Tantalizing But Flawed

I would love to know the real scoop on the semiconductor challenges and drama involved in developing a high-end gaming console like Microsoft's Xbox 360. A surprising story originating at DAC, EETimes.com - The truth about last year's Xbox 360 recall dangles some tantalizing clues.

I find the story frustrating and a bit flawed in helping to get to the truth of the matter. The article blames Microsoft's troubles on "bypassing an ASIC vendor to go directly to TSMC". But then it mentions ATI Technologies as a likely ASIC vendor. Huh? ATI, an ASIC vendor?

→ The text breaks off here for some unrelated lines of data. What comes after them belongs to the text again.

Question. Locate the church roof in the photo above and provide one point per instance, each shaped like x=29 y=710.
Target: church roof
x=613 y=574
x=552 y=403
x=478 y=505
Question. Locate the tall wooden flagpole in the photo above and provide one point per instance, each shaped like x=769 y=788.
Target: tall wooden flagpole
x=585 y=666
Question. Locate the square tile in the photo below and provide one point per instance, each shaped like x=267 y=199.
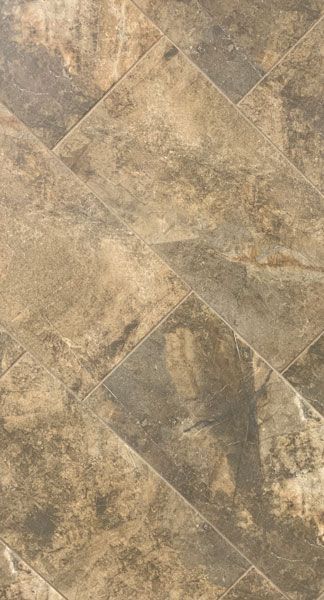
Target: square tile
x=213 y=197
x=87 y=513
x=234 y=438
x=288 y=106
x=78 y=289
x=58 y=58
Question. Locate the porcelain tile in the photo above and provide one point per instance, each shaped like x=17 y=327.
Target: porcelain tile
x=253 y=587
x=87 y=513
x=19 y=582
x=288 y=106
x=58 y=58
x=10 y=351
x=77 y=288
x=265 y=30
x=201 y=185
x=306 y=374
x=234 y=439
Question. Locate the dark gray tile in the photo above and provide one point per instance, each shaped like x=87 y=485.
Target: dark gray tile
x=58 y=58
x=84 y=510
x=234 y=439
x=306 y=374
x=214 y=198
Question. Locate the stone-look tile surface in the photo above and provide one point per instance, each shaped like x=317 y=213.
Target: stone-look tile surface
x=234 y=439
x=253 y=587
x=58 y=58
x=233 y=41
x=20 y=582
x=288 y=105
x=265 y=30
x=10 y=351
x=306 y=374
x=195 y=180
x=77 y=288
x=84 y=510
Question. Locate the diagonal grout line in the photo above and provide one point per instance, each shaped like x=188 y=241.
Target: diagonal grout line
x=103 y=98
x=19 y=557
x=283 y=57
x=303 y=351
x=156 y=326
x=236 y=107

I would call ATI more of a "contract design house" in this deal. They have considerable graphics IP, and designed the GPU for the Xbox 360. (NVIDIA designed the GPU for the original Xbox.) Perhaps Microsoft decided to take only the design (netlist or GDS2) from ATI, and manage the silicon operations and production ramp themselves. That could be where they went astray. By not contracting with an experienced semiconductor company (like ATI or NVIDIA) to manage all the silicon issues, they exposed themselves to more risk. And maybe that came back to bite them in the form of the product defects exemplified by the "red ring of death" and led to product recalls.

Penny wise and pound foolish, Microsoft?

1 comment:

Sandeep said...

I would say they went the netlist way (or even the RTL way). It is about control over the intellectual property that goes inside their boxes.

It is not unlike Apple's purchase of PA and its intention to design its iPhone chips in-house.\, though Apple has considerable chip design expertise, going back to its PowerPC days.

But, even if it did, it isnt as if they suddenly put software engineers to work with HDL, or even that they didnt poach people with fab expertise. I think the story goes deeper than that. In my honest opinion, it would be underestimating the strain that games would put on the 360 chip.